Especially after she got a note implying that she belonged outside the entrance of Hell and should spend all of eternity being stung by wasps and hornets. Normal people would take that as a sign to stop being snoopy, underhanded, and vindictive.
But Lucy was in a class of her own.
“Yep, that’s Lucy’s car,” I said. “She’s done this before.”
“Why?” Nico said. “What’s she doing?”
That was a really good question.
“Well, last time she was sleeping,” I said.
“I’ll take care of this,” Fitts said. He pointed his flashlight down and pressed a couple buttons on its side. “Stand back.”
TWENTY
As we stepped aside, Fitts walked up to the driver’s side window and peered in. Then he gave us a look that said, yep, the nutcase is sleeping. H
e pressed another button on his flashlight and then held it right next to the window.

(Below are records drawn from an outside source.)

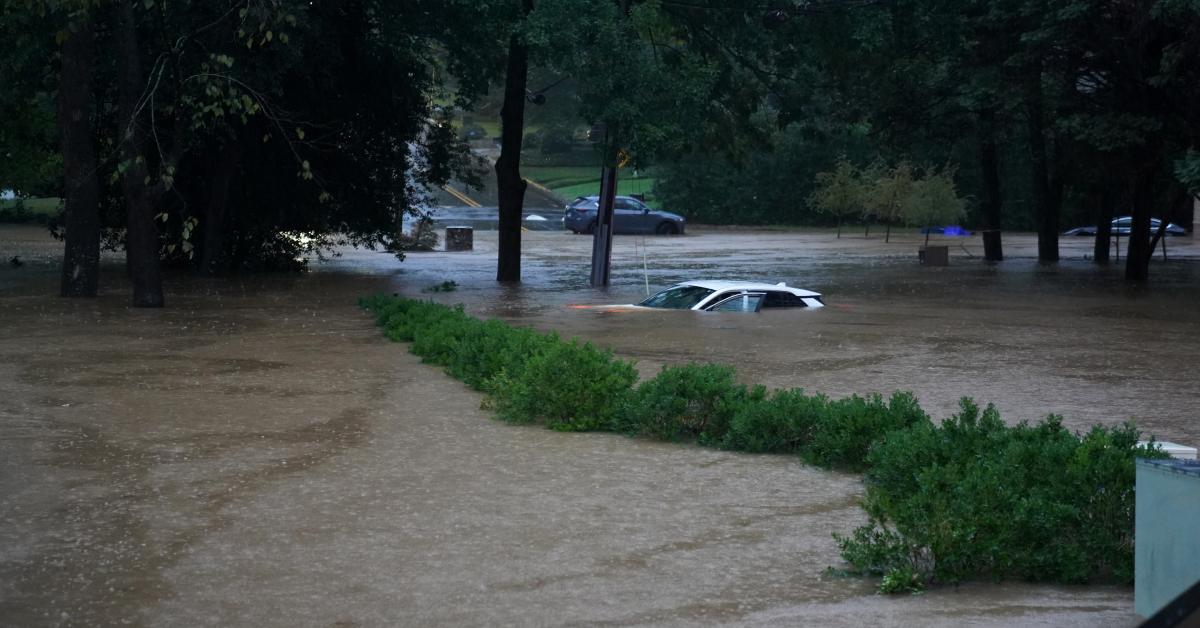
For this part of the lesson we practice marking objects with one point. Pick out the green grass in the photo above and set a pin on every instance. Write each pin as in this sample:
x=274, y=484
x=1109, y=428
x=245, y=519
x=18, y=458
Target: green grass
x=29, y=209
x=561, y=175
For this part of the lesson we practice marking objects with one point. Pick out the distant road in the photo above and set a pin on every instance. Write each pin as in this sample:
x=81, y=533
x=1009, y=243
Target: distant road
x=459, y=195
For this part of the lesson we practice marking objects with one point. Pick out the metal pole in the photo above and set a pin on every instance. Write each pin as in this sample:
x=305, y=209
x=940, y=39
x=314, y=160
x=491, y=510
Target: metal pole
x=601, y=239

Within a second, a siren was blaring and a red light was flashing.
I covered my ears. Oh my goodness, Fitts had a siren on his flashlight. A really loud siren.

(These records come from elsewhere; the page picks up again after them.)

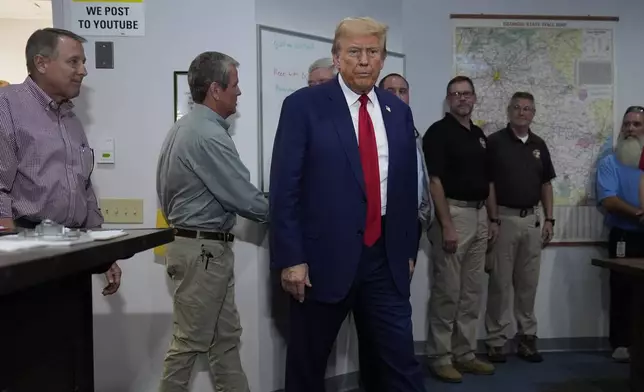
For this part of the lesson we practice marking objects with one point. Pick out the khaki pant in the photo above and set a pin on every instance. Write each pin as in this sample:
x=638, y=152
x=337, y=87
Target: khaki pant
x=456, y=287
x=205, y=315
x=513, y=264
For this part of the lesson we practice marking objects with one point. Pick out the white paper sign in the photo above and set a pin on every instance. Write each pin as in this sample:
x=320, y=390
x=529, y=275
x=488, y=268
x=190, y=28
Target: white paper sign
x=108, y=17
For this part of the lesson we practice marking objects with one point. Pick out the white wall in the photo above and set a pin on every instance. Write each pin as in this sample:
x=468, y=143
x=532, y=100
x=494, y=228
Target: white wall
x=12, y=50
x=133, y=104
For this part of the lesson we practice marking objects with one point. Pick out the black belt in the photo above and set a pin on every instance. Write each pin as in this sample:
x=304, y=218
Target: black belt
x=204, y=235
x=466, y=203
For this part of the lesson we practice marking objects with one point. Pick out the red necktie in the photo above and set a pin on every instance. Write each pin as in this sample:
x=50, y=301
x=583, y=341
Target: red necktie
x=369, y=160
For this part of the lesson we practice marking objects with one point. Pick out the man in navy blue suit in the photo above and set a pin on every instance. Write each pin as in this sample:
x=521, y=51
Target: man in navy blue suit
x=344, y=209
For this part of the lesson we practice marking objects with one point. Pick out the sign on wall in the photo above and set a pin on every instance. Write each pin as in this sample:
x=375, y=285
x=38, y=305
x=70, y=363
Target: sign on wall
x=108, y=17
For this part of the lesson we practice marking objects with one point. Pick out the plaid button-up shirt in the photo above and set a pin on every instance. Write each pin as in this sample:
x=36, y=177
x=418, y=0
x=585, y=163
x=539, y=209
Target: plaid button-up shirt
x=45, y=160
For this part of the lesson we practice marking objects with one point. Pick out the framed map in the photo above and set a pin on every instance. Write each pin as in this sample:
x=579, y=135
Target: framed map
x=569, y=68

Lucy threw the car door open and stumbled out.
“What the hell, Jared!?!” she yelled.
Fitts switched off the red light and siren, returning to the extra-bright regular light. “Miss Argyle,” he said shining the light at her, “that’s not how you were taught to address law enforcement, is it? You may refer to me as Detective Fitts. Please.”
I was still so stunned by the siren and flashing red light that I could barely register the scene unfolding in front of me. Fitts waking up Lucy, Lucy yelling at Fitts, Fitts responding in a calm, albeit condescending way—it was all too much.
Lucy recoiled from the light. “Shut up, Jared,” she spat. “What are you doing here?”
Fitts let out a dramatic sigh. Then he turned and handed off his flashlight to me. It was remarkably small and light for something so bright and loud. Turning back to Lucy, Fitts said, “I’m afraid I’m here to give you bad news.” He pulled something out of his shirt pocket.
Nico raised his phone flashlight just slightly so we could see what the detective was doing.
Fitts sucked his teeth at Lucy. Tsk, tsk, tsk. “You’re parked here illegally, old girl. So, because of the oath I took to uphold the law, I must give you a ticket. So sorry.”
In the ugliest, throatiest possible voice that could have come from a tiny, little woman named Lucy, she said, “Ugh! You’ve got to be kidding me! A ticket?”
“Yes ma’am,” Fitts said. He was writing on the paper that he had drawn from his pocket. “You see here we’ve got a red curb. If you recall from the driver’s education class you took probably thirty or forty years ago, parking in the red is illegal.”
Oh my goodness. Lucy couldn’t have been more than thirty years old in the first place, and I knew that she put a lot of effort into looking her most beautiful with those fancy outfits and that perfect makeup everyday. Fitts really knew how to dig in to someone’s weak spot when he wanted to.